Suppose that I want to develop a project, but several features that I need does not still exist in Julia and I must to use several R libraries (let’s say that about 60-70% of the logic of my project lies in the R libraries). Then, I would use Julia for the main logic, e.g. foor loops, use of data frames, etc.
Even so, Do you think that it is worth to use Julia for developing my project?
Yes I definitely think so. 40-30% R code replaced by Julia will make a huge difference!
(assuming that 100% - 60-70% libraries makes 40-30% R)
I would be a little more conservative. If you are using Julia for speed, and you will call R functions inside your loops, maybe it is best to not make things more complex for a speed gain that will not happen.
However, if your plan is to slowly migrate the R code to Julia (by rewriting it, or by replacing by Julia libraries) then it can be worth it. Also, if you are using Julia just to use a sane language, or the main bottleneck of the code will be in pure Julia, it may also be worth it.
It also rather depends on the size of your project.
If the 40 percent of R code is a total of 40 lines, just rewrite it to Julia.
If it’s 40,000 línes, that will be more painful.
And maybe not painful at all, perhaps it is enlightening and fun?
I am coming from R to Julia, and that better describes it for me. On this way I skipped python
(There are other paths I am on, e.g. .NET/C#, php… and from those I am still not heading to Julia, just for completeness)
Yes to this if those 40k lines are similar order of magnitude to Julia, but what makes Julia such a great ecosystem is that it’s so composable… So big R projects are almost always small R projects with big C/C++ projects underneath them (90% of the time installing R packages is spent running gcc).
Those big C projects are usually self contained, and they re solve many problems from the ground up.

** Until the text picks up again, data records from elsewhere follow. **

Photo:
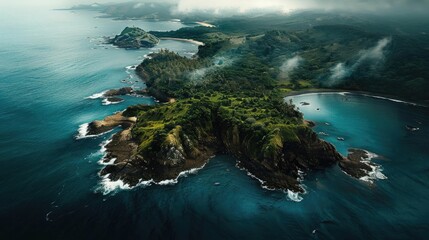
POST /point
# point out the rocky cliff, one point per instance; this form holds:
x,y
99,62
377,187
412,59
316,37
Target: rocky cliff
x,y
171,138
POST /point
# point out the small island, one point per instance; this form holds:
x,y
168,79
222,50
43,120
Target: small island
x,y
134,38
228,98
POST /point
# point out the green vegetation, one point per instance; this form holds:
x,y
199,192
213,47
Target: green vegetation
x,y
134,37
229,97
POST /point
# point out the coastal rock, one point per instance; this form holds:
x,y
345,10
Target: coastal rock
x,y
154,150
109,123
355,165
118,92
134,38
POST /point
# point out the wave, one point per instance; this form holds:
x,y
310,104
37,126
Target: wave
x,y
376,169
294,196
131,67
106,102
108,186
83,132
290,194
96,95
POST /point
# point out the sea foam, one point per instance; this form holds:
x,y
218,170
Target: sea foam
x,y
106,102
376,170
83,132
96,95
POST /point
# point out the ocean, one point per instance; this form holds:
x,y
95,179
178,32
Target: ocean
x,y
52,66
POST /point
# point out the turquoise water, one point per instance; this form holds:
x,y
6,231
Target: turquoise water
x,y
51,61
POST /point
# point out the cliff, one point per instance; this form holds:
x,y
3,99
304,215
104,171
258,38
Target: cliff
x,y
171,138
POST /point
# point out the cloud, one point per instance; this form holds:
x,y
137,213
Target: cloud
x,y
374,55
355,5
289,65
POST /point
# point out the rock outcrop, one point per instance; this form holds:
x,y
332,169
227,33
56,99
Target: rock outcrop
x,y
156,149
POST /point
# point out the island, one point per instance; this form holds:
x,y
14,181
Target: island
x,y
134,38
228,98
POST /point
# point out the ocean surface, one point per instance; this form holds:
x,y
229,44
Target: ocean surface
x,y
51,62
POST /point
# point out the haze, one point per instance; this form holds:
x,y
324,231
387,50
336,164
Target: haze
x,y
395,6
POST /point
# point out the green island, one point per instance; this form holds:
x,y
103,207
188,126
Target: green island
x,y
229,97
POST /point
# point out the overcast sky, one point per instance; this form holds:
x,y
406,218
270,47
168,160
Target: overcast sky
x,y
245,5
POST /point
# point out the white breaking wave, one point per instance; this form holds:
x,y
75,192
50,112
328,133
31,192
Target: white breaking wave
x,y
294,196
96,95
290,194
106,102
83,132
376,170
132,67
108,186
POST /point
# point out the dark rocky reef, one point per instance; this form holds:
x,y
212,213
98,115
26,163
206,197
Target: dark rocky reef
x,y
123,91
109,123
354,164
171,138
134,38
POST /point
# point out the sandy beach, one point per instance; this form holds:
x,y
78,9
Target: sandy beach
x,y
204,24
185,40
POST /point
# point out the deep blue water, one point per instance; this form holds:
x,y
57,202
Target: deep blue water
x,y
51,61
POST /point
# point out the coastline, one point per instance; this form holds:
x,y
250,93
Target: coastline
x,y
424,104
184,40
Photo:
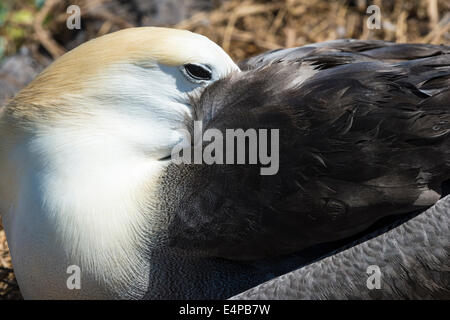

If you write something similar in Julia, using Julian style, then you may pull the implementation of data structures from one package, and some generic algorithms to manipulate them from another package, and a parser from a third package, and graphical display from a fourth… the 40000 lines may become 7 Julia packages and 1500 lines of hand written Julia
so it depends.
Exactly, it depends of the size of R (or Python, etc) libraries that will be used in the project. In the enterprise, it is quite difficult to spent a lot of time rewriting libraries… it is a serious problem of productivity.
I’m a head data scientist and machine learning researcher of a private company and I’m anxious to migrate all my work to Julia. However, the main reason blocking me to do this is that I would need to integrate several non-Julia libraries into my Julia code. Then, I wonder the 2-language problem still persists for me.
Would I see the advantages of Julia speed if I only used Julia for programming the main logic of a project?
If all of the actual calculations are done by the R code then that is the limiting factor and the speed will probably be basically the same as R.
What kind of libraries do you need in R that are not available in Julia?
For example some statistical libraries for computing reliability scores such as ICC, Kendall’ score, SEM. Also, libraries for conducting hypothesis testing with a lot non parametric test such as Friedman’s test, post hoc test like Hommer, Bergman Hommel, Shaffer, Finner’s tests, etc. Robust libraries for experimenting with a lot of machine learning algorithms like the ones included in sckiti-learn or caret libraries. Filters and algorithms for processing signals like the ones include in Scipy…
I avoid this stuff in favor of Bayesian methods so I don’t know what you’ll find here, I could say if you can recast these “named” tests in terms of some kind of simulation process, and code that simulation in Julia it’ll probably be fast.
But I’ll comment on this:
Where Julia is going to shine, for example https://github.com/JuliaDSP/DSP.jl and https://juliahub.com/ui/Packages?q=signal
I think you should keep an open mind when it comes to how much “functionality does not exist in Julia”. Even if there is not a well-known package that can replace whatever package you are using in R, I would imagine there are plenty of tools here that can help you get something together. You might be surprised.